Mutual respect – sadly this doesn’t include a requirement to respect a First Minister or to tell the truth.
Tolerance – except of course tolerance of people in Scotland, what they vote for, and their long voiced wishes.
The rule of law – the restriction of the arbitrary exercise of power by subordinating it to established laws (ah, Boris Johnson and his Tory henchmen are you aware of this?)
Individual liberty – freedom of speech and freedom of choice (but perhaps only for some – others appear to get jailed) Whatsmore, according to LBC : “Rishi Sunak wants to change the definition of extremism to allow people with an ‘extreme hatred of Britain’ to be referred for deradicalisation.” Will people in Scotland and Wales who believe in independence for their countries come into this ‘extremist’ category?
Many will believe that during the past three years Johnson and his government have attacked and diminished most if not all of these ‘British values’ through Brexit, prorogation of parliament, constant lying, misinformation, the Northern Ireland protocol, the refusal to listen to the Scottish Government, ignoring our 62% vote to remain in the EU, and numerous other instances when Scotland’s wishes and voice have been ignored, or ridiculed.

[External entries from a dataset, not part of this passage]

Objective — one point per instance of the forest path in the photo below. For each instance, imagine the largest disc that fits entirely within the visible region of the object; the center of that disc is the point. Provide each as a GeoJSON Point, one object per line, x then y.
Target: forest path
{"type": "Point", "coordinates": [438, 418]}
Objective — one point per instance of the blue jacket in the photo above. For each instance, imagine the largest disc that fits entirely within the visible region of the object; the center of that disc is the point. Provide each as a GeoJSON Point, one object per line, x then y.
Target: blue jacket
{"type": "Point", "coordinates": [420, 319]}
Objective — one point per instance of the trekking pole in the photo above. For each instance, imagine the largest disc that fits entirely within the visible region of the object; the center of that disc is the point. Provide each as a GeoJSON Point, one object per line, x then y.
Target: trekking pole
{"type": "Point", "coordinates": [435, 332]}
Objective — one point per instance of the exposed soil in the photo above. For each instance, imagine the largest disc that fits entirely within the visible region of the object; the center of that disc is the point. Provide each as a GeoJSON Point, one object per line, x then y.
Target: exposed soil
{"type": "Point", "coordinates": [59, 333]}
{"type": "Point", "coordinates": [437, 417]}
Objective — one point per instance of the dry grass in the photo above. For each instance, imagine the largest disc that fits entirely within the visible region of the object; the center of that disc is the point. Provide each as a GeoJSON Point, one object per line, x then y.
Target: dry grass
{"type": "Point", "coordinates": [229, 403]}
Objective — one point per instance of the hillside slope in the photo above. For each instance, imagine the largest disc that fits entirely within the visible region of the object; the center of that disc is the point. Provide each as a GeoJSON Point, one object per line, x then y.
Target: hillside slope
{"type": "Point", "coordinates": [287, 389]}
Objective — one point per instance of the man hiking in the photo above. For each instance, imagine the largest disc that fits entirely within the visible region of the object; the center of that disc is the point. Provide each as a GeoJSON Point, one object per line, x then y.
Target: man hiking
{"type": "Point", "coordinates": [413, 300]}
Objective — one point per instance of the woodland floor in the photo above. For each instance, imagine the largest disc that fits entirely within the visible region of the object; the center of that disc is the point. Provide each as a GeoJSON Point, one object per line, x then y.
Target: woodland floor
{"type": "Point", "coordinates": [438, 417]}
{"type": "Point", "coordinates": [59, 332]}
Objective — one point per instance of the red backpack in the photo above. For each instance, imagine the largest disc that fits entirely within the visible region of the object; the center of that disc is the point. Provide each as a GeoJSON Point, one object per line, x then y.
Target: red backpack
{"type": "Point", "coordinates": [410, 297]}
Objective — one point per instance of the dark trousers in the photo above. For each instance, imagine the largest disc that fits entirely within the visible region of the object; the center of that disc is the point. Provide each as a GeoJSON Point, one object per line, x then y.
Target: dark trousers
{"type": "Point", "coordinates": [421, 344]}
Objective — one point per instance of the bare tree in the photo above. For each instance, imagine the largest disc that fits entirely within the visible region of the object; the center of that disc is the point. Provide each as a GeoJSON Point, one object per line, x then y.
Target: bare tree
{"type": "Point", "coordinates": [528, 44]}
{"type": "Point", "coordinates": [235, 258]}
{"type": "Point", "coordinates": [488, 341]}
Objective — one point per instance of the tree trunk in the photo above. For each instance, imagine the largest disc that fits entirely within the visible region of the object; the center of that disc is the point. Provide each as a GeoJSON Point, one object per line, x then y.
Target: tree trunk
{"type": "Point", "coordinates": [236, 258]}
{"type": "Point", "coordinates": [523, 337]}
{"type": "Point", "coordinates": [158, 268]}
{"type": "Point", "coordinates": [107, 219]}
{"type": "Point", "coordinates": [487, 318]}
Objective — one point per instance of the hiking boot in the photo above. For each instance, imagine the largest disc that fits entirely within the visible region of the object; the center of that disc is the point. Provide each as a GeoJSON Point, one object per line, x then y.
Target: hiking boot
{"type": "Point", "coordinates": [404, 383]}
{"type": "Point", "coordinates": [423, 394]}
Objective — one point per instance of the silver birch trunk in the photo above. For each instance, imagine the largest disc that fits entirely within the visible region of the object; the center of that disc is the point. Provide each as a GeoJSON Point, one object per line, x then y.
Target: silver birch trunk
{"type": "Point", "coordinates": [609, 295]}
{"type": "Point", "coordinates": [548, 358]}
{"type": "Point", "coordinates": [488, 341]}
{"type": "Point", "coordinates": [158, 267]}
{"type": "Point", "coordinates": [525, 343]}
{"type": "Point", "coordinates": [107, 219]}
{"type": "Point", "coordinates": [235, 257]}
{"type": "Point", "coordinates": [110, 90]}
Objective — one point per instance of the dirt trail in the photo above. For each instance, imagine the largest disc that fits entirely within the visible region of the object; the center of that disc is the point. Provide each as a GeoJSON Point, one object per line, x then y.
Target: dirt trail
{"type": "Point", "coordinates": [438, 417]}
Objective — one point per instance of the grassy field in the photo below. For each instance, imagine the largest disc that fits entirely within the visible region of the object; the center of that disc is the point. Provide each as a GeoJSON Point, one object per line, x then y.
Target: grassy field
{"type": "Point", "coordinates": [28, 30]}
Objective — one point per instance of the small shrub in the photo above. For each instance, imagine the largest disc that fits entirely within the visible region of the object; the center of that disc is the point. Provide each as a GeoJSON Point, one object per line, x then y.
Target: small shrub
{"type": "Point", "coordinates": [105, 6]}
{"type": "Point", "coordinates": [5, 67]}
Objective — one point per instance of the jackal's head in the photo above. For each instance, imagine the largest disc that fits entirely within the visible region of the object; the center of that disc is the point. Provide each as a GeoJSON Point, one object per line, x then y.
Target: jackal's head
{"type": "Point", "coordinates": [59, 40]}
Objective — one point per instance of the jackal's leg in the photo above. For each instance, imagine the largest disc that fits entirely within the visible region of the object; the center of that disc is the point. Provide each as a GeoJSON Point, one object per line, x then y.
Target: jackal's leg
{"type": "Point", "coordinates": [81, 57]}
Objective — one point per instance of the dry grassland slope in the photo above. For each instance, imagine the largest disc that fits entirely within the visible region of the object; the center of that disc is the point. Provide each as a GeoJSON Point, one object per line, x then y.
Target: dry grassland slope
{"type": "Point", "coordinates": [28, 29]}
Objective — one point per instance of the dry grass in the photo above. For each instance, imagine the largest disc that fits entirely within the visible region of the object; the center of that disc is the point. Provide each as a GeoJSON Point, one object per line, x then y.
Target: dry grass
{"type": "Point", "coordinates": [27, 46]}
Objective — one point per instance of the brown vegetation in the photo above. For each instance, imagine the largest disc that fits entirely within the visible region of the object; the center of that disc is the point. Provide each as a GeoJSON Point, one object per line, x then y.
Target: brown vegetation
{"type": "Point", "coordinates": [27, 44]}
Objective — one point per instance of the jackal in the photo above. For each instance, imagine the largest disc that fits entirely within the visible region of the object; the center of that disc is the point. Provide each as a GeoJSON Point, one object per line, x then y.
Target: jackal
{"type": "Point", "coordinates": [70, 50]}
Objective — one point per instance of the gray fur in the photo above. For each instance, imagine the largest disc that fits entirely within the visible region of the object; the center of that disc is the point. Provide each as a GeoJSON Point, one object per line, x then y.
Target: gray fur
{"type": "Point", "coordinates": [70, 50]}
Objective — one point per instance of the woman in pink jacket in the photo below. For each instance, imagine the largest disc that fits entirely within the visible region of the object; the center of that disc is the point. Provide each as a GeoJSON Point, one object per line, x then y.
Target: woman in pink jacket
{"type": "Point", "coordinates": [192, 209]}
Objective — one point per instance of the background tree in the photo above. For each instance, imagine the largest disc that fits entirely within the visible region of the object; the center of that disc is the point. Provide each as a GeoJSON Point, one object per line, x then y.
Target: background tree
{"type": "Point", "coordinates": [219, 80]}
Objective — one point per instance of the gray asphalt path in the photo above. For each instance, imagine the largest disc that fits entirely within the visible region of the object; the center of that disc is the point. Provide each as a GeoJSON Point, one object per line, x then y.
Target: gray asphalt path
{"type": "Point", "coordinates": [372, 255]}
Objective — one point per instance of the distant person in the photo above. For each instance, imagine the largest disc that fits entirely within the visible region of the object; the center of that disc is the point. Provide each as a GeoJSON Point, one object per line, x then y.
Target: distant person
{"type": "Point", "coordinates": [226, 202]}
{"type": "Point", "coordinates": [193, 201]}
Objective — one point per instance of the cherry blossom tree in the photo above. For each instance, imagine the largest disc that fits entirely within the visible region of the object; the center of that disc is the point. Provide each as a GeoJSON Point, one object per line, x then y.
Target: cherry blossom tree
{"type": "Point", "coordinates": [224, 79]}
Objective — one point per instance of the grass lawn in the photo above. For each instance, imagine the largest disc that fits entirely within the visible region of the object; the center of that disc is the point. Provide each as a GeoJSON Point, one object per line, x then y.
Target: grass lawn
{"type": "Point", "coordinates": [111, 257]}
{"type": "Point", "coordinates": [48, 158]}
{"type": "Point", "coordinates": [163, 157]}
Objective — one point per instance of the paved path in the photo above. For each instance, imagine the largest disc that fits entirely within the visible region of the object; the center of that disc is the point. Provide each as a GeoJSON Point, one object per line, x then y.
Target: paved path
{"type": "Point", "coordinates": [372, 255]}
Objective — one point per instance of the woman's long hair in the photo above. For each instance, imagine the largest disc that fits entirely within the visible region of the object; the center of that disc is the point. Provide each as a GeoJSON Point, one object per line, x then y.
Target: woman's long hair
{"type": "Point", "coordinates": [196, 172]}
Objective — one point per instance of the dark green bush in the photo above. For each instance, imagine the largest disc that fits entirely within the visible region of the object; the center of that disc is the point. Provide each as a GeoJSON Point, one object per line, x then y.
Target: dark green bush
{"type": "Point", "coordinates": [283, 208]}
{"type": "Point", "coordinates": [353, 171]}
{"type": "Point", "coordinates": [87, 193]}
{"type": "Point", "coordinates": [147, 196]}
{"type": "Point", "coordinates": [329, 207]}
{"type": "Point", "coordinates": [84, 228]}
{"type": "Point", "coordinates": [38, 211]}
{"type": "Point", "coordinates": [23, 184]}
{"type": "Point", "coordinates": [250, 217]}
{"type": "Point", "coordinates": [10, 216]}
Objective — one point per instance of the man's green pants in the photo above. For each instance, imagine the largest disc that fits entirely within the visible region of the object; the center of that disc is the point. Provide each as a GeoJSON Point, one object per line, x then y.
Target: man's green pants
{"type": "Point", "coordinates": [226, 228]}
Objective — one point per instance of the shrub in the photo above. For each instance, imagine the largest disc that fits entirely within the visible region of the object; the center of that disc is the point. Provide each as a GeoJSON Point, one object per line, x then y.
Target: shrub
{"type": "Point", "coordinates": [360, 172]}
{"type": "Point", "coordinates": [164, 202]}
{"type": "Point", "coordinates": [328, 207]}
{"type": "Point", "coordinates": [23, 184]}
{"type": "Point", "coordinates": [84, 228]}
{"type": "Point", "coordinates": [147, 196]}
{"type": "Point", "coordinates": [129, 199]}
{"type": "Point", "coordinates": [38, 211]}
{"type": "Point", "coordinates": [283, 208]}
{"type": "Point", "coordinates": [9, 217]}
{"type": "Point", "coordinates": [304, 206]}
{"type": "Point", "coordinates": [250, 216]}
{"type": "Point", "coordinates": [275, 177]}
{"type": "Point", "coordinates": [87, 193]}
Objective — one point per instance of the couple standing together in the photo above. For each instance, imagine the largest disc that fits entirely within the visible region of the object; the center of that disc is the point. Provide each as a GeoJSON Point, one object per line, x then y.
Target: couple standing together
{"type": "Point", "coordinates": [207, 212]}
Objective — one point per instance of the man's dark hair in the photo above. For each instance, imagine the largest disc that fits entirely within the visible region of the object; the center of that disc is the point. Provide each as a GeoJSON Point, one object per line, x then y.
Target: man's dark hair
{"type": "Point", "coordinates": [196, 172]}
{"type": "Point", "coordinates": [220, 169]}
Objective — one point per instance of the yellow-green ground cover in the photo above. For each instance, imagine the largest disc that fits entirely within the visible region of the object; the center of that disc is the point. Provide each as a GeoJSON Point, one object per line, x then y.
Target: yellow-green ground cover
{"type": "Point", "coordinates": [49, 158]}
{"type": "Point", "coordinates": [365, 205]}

Tory intransigence and Labour rabbit-in-the-headlight shilly-shallying has caused enormous harm to Scotland’s economy, hitting our food and drinks exports and fishing and farming, and causing severe headaches and economic problems in most other industries and small businesses through long delays in getting parts and in tying up exporters in tangles of bureaucratic red tape.
Liz Truss is now continuing the work. It’s difficult to see her attack on Nicola Sturgeon as anything other than being an attack on democracy, mutual respect, tolerance, the rule of law and individual liberty. Her insistence, along with similar utterances from Rishi Sunak, Keir Starmer and various members of the Labour Party that they will not tolerate an independence vote are surely nothing less than a flouting of the rule of law and most of the other so called, and vastly hyped, British values.
A country that wants to impress the world with its values must in turn live up to and uphold those values in all it does.
It seems fit to round off this piece by reminding a leadership candidate modelling herself on Margaret Thatcher of two of her idol’s quotes which she should take heed of.
“Being powerful is like being a lady. If you have to tell people you are, you aren’t.”
“I always cheer up immensely if an attack is particularly wounding because I think, well, if they attack one personally, it means they have not a single political argument left.”
And finally one for Keir Starmer.
“Standing in the middle of the road is very dangerous; you get knocked down by the traffic from both sides.”